Quand les enquêtes sur les manipulations de marché et fraudes bancaires se multiplient, peut-on surveiller les banques ? C'est le pari qu'a fait l'association Finance Watch, qui emploie des universitaires spécialisés en finance et des anciens banquiers reconvertis, explique l'un des créateurs de l'association basée à Bruxelles, Thierry Philiponnat.
Le lobby bancaire est-il en train de gagner ?
Il y a une interaction malsaine entre les banques et les Etats et l'on voit indubitablement la pression augmenter sur les responsables politiques. Mais chez nous, qui représentons 100 millions de citoyens européens, nous pensons que la finance doit servire l'économie et la société et non l'inverse.
On ne veut pas mettre le système à bas, car la finance a un rôle d'intérêt général fort... à condition qu'elle soit encadrée. Aujourd'hui, par exemple, les banques ont réussi à convaincre les politiques qu'elles étaient "too big too fail" ("trop importantes pour pouvoir disparaître") alors qu'en réalité, elles sont "too big too manage" ("trop lourdes pour être correctement gérées").
Cela crée une situation d'autant plus néfaste que les banques européennes financent les Etats de la zone euro mais dépendent de ces Etats pour les sauver si elles font faillite du fait de l'incapacité de ces Etats à les rembourser ! Ce n'est simplement pas tenable.
Par ailleurs, on sait que les banques ont reçu près de 1 000 milliards d'euros de la Banque centrale européenne (BCE), et quand BNP Paribas affirme avoir prêté 150 milliards aux entreprises (lien abonnés), il faut se souvenir que son bilan avoisine les 2 000 milliards et que, dedans, il y a 750 milliards de produits dérivés.
Qu'attendez-vous des promesses du candidat François Hollande, notamment sur la réforme bancaire ?
Qu'il la tienne ! L'arrivée de Pascal Canfin au gouvernement ne nous a pas particulièrement ouvert de porte mais, sur ce sujet, nous aimerions que celle du ministère de l'économie le soit. Le communiqué de Pierre Moscovici (PDF), annonçant qu'il lançait cette réforme avec une consultation "auprès des représentants des banques et de la place de Paris, afin de lui faire des propositions pour les modalités de mise en œuvre de cette réforme", nous a prouvé qu'il y avait du travail à faire pour ouvrir le débat. Ce sera un de nos thèmes de lobbying de la rentrée.
Nous voulons aussi que la position des superviseurs soit plus claire sur le rôle des banques françaises dans l'affaire du Libor : pour dire qu'aucune banque n'est concernée, il faut le déterminer par une enquête.
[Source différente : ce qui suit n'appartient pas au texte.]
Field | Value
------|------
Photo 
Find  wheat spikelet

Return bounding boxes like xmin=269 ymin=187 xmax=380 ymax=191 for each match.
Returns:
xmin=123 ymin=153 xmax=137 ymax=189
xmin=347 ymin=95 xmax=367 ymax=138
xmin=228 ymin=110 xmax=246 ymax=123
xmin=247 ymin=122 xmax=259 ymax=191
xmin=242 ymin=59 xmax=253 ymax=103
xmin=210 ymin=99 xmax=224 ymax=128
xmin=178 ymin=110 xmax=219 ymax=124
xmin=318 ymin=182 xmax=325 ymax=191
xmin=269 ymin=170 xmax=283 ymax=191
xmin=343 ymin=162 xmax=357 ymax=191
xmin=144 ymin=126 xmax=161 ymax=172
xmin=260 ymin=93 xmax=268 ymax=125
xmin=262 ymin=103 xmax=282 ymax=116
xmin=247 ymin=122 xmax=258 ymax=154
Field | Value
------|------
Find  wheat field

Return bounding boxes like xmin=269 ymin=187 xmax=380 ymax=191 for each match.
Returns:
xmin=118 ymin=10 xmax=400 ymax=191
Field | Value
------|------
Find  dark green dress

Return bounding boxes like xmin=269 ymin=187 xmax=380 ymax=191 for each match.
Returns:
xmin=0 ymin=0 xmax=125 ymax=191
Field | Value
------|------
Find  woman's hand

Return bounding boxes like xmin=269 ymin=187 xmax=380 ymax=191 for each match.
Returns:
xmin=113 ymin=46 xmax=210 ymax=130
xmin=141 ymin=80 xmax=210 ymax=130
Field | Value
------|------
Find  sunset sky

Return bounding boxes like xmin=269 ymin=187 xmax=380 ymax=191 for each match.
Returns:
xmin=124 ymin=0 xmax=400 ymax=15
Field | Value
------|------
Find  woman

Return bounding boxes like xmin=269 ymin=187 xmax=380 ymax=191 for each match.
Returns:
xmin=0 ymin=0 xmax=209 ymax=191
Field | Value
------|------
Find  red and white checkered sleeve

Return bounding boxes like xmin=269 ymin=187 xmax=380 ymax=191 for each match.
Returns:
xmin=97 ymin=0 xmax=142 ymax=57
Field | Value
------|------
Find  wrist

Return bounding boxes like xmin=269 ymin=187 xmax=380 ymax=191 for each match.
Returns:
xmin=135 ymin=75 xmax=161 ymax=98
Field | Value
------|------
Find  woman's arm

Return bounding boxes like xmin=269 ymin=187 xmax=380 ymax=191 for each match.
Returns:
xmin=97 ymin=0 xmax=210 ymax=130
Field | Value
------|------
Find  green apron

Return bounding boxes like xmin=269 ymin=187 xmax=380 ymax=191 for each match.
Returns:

Or, celle-ci n'a jamais été lancée... C'est dommage car près de la moitié des produits dérivés dans le monde sont des swaps de taux d'intérêt, dont le niveau a de lourdes conséquences sur les entreprises et les ménages.
Nous ne voulons pas interdire de produits en particulier, sauf les produits dérivés sur les matières premières alimentaires (voir le dessin animé sur le site de l'association), mais réglementer les pratiques. Quand on sait que les produits dérivés représentent 12 fois le PIB mondial, on peut en déduire intuitivement que 90 % de ces produits financiers, censés "couvrir" des risques, n'ont aucune utilité dans l'économie réelle.
Quel regard portez-vous sur les moyens déployés face à la crise ?
Ce qu'on voit en ce moment, c'est la démonstration parfaite qu'on a une BCE qui ne permettra pas de sauver la zone euro. Elle dit, si l'on en croit Mario Draghi, vouloir faire tout ce qui est possible, mais "dans la limite de son mandat", qui est de combattre l'inflation. Or, l'inflation n'est pas un problème aujourd'hui : on se trompe d'ennemi.
Quant à notre monnaie, l'euro, elle est encore très incomplète : on ne peut pas faire tourner la planche à billets pour relancer l'économie, car on n'a pas d'union politique qui permettrait elle-même une union fiscale et budgétaire. L'union bancaire, qui autoriserait un contrôle plus important sur les quelque 6 000 banques de la zone euro – dont certaines sont à l'origine de la crise que nous connaissons aujourd'hui –, n'est pas envisageable sans tout cela. Pour mettre la finance au service de la société et relancer l'économie, il faut plus d'Europe.